Multi-State Taxation
When a business operates in multiple states, they may be required to pay taxes in each state. For instance, if you formed your business in another state but earn income in Massachusetts, your business may be taxed in this state. Multi-state taxation rules can be very complicated and difficult to understand, which is why it's important to get advice from a tax professional to make sure you are paying your required taxes.
Apportionment and Nexus Rules for Multi-State Corporations
Businesses operating in multiple states must determine what portion of their income is taxable in Massachusetts. The state uses a single sales factor apportionment formula, meaning only the share of sales occurring within Massachusetts determines taxable income.
A corporation is subject to the Massachusetts excise tax if it:
- Has employees or property in Massachusetts,
- Owns or leases real or tangible property in the state, or
- Derives income from Massachusetts customers.
Even corporations without a physical presence may be considered to have “economic nexus” if they exceed sales thresholds under Massachusetts law.
Frequently Asked Questions
1. What is the current MA corp tax rate?
The Massachusetts corporate excise tax rate is 8.0% of net income plus $2.60 per $1,000 of tangible property or net worth, whichever is greater.
2. What is the minimum corporate excise tax in Massachusetts?
Every corporation, regardless of income, must pay a minimum excise tax of $456.
3. Do S corporations pay the Massachusetts corporate excise tax?
Yes, but the amount depends on receipts.

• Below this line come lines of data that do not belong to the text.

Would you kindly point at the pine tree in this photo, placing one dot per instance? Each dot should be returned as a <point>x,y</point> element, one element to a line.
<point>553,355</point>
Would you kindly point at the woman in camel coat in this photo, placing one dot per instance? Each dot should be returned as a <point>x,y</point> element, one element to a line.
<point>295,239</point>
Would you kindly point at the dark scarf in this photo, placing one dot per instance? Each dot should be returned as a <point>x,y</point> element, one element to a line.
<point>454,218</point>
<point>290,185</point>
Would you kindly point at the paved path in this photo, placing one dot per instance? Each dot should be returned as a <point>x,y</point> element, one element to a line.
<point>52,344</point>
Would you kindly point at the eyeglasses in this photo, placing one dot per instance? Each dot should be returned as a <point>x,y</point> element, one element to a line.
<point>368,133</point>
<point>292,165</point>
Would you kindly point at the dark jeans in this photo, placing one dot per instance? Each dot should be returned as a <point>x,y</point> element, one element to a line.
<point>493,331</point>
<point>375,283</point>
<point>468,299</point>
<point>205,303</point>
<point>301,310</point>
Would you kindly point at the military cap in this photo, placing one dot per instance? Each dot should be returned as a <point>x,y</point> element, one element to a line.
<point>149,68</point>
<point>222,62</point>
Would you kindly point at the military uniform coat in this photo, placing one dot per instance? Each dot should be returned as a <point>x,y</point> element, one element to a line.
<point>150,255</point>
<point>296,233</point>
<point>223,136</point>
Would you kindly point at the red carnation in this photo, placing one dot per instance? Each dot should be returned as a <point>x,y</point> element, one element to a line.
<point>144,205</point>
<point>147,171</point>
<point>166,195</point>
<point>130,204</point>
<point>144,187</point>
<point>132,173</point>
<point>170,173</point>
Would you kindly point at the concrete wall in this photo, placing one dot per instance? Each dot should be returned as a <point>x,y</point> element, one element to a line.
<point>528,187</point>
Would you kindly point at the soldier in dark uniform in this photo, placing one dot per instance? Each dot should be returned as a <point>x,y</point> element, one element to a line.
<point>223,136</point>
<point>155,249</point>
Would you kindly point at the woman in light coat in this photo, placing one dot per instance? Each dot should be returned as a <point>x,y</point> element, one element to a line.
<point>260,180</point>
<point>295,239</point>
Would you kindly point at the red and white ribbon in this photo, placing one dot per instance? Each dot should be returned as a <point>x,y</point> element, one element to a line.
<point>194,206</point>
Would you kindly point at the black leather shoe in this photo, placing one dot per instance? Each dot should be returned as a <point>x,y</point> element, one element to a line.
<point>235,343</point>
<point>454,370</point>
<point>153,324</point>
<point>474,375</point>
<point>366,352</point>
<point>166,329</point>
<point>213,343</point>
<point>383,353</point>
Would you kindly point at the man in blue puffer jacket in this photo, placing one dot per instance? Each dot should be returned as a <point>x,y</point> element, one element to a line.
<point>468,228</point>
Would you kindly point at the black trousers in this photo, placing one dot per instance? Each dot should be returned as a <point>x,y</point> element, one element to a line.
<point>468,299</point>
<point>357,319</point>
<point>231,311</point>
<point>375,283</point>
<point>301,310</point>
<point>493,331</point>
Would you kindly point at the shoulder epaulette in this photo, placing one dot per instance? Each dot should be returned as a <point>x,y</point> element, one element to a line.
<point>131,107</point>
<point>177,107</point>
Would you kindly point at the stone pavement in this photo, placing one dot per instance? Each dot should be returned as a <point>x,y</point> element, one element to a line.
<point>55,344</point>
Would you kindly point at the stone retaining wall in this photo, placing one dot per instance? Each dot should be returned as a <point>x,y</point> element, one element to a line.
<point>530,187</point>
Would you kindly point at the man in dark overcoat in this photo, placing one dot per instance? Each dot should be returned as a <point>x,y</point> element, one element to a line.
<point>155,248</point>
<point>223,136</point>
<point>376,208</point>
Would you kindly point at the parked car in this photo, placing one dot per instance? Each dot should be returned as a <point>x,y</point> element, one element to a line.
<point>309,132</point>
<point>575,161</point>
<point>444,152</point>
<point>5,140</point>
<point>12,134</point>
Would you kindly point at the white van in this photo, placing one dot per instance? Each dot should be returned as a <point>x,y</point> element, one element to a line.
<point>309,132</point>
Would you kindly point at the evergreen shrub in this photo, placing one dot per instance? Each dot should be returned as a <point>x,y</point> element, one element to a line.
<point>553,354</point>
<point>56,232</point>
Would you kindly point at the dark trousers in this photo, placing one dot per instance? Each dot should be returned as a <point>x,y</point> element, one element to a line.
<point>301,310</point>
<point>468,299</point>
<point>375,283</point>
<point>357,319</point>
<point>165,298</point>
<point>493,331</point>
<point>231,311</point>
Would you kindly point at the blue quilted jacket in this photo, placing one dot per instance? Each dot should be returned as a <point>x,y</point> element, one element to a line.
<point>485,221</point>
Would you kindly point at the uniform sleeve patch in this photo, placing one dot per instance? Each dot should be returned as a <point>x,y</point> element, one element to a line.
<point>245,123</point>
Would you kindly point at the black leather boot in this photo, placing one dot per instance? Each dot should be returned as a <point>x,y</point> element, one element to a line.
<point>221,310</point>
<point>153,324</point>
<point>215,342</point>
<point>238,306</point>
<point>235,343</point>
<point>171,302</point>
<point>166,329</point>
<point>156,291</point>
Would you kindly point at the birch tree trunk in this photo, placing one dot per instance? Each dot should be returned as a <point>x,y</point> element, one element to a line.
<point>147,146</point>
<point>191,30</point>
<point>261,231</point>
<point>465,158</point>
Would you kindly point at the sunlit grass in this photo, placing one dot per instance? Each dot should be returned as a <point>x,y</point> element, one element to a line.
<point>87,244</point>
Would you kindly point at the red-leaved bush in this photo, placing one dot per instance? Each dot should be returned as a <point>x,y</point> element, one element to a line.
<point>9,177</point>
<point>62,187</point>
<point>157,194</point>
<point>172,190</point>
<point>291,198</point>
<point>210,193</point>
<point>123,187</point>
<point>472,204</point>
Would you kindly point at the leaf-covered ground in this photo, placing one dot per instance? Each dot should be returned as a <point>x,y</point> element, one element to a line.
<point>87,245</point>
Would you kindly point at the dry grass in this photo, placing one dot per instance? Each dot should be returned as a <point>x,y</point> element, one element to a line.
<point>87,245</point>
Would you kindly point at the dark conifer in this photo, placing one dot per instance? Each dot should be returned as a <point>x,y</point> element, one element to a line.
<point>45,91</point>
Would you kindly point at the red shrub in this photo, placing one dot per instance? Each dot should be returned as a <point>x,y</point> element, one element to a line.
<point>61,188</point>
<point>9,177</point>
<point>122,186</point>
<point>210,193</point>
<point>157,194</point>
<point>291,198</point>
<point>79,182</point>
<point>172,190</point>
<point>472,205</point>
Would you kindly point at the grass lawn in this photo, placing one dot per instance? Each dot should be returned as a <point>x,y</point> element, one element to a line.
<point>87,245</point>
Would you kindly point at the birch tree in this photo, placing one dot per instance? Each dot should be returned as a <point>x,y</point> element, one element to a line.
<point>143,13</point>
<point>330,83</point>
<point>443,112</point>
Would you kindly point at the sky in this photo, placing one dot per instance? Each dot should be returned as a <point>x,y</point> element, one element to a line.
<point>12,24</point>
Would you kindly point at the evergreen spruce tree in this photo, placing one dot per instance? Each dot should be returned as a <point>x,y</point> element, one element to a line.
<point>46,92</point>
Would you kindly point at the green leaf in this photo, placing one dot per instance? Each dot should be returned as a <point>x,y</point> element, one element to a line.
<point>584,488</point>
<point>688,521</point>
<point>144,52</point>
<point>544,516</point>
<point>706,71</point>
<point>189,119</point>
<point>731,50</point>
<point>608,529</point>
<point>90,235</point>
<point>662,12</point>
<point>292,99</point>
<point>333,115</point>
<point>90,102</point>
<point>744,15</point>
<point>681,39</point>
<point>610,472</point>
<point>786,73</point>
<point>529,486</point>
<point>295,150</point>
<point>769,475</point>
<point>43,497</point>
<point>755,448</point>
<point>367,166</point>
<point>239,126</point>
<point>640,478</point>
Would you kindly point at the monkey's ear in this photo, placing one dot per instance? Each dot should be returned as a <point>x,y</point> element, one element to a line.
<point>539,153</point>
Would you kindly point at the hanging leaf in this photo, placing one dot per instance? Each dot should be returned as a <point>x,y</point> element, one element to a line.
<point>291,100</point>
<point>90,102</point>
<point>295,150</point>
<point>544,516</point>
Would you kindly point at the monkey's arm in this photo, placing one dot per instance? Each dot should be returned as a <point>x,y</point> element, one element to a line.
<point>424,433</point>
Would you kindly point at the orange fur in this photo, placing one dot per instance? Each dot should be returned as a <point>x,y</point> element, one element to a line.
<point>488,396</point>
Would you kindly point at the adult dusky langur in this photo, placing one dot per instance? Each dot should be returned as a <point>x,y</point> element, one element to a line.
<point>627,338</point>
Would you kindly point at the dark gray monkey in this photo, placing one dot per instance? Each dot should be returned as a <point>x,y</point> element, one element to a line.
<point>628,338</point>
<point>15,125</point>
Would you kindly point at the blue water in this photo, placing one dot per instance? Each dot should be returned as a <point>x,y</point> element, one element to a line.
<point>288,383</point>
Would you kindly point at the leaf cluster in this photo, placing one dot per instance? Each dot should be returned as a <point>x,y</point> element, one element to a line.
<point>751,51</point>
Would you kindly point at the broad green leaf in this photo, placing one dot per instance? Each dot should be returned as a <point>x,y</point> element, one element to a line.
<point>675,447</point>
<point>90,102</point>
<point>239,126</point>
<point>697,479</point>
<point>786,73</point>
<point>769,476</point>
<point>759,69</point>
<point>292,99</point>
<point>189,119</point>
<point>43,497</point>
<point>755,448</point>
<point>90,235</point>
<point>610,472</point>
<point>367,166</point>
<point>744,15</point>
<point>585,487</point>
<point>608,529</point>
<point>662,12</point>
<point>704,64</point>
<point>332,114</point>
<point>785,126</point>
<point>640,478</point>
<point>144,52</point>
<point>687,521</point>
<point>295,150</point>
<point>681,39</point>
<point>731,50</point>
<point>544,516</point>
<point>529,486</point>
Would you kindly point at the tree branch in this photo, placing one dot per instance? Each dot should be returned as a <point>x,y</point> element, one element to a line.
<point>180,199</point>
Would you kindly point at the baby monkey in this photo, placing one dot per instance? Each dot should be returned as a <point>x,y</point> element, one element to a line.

S corps earning under $6 million are typically exempt from the income portion, while larger S corps may pay between 1.83% and 8.0%.
4. How do multi-state corporations calculate MA taxable income?
They use a single sales factor apportionment formula, meaning only Massachusetts-based sales are used to determine taxable income.
5. Where can I file and pay my Massachusetts corporate excise tax?
Corporations can file and pay online using MassTaxConnect. Electronic filing is required for corporations with more than $100,000 in gross receipts.